Thursday, January 14, 2010

"In everyone's life, at some time, our inner fire goes out. It is then burst into flame by an encounter with another human being. We should all be thankful for those people who rekindle the inner spirit."-Albert Schweitzer

this is going to be a very short post, because i'm tired and i'm watching the fringe! aka best show ever :)

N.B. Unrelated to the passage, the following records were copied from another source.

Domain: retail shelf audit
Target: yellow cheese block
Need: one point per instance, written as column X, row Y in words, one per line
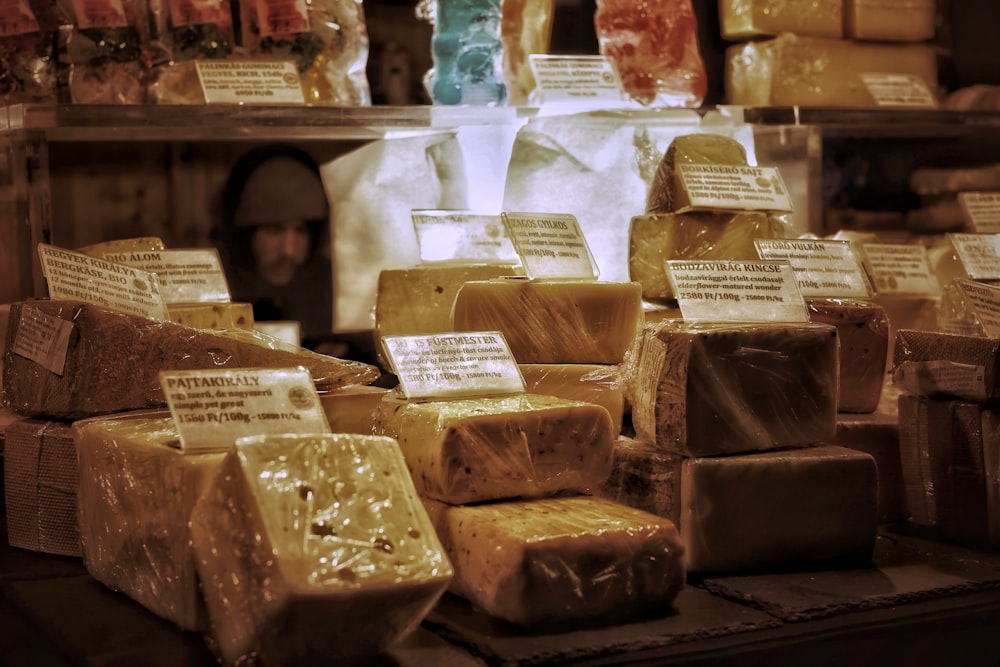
column 559, row 562
column 811, row 71
column 113, row 360
column 313, row 548
column 135, row 501
column 889, row 20
column 744, row 19
column 418, row 300
column 590, row 383
column 704, row 389
column 212, row 315
column 471, row 450
column 352, row 409
column 554, row 322
column 655, row 238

i just want to thank each of you for the sweet and thoughtful comments on my last post.  it was very hard to sit down and write, but i had an urge to do it.  i felt like it was finally time to rid myself of my past demons, and guess what? i feel great! i'm trying to move on.  i can't promise i will never have a thought about it again.  actually, i know i will.  but the point of my last point was to get rid of ED as some kind of baggage i've been carrying me around.  to me, it's almost like a handicap that i've been able to fall back on.  but not that i'm going to college and i'm growing up, i need to move on and find myself.  i need to work for me, and i can't do that with ED dragging along behind. 

also, i will not be posting until sunday (probably?) because i will be staying with jeff at n.c. state this weekend! yup, it's been far too long :)  we have tickets to the basketball game versus clemson saturday, and i'm so excited! i've never actually been to a basketball game before.  not even at my high school.  sad, i know.

i love each of you, and i'll see you in a few days! :)

ciao bella

1 comment:

  1. I'm so glad you did share that post with us - it was amazing!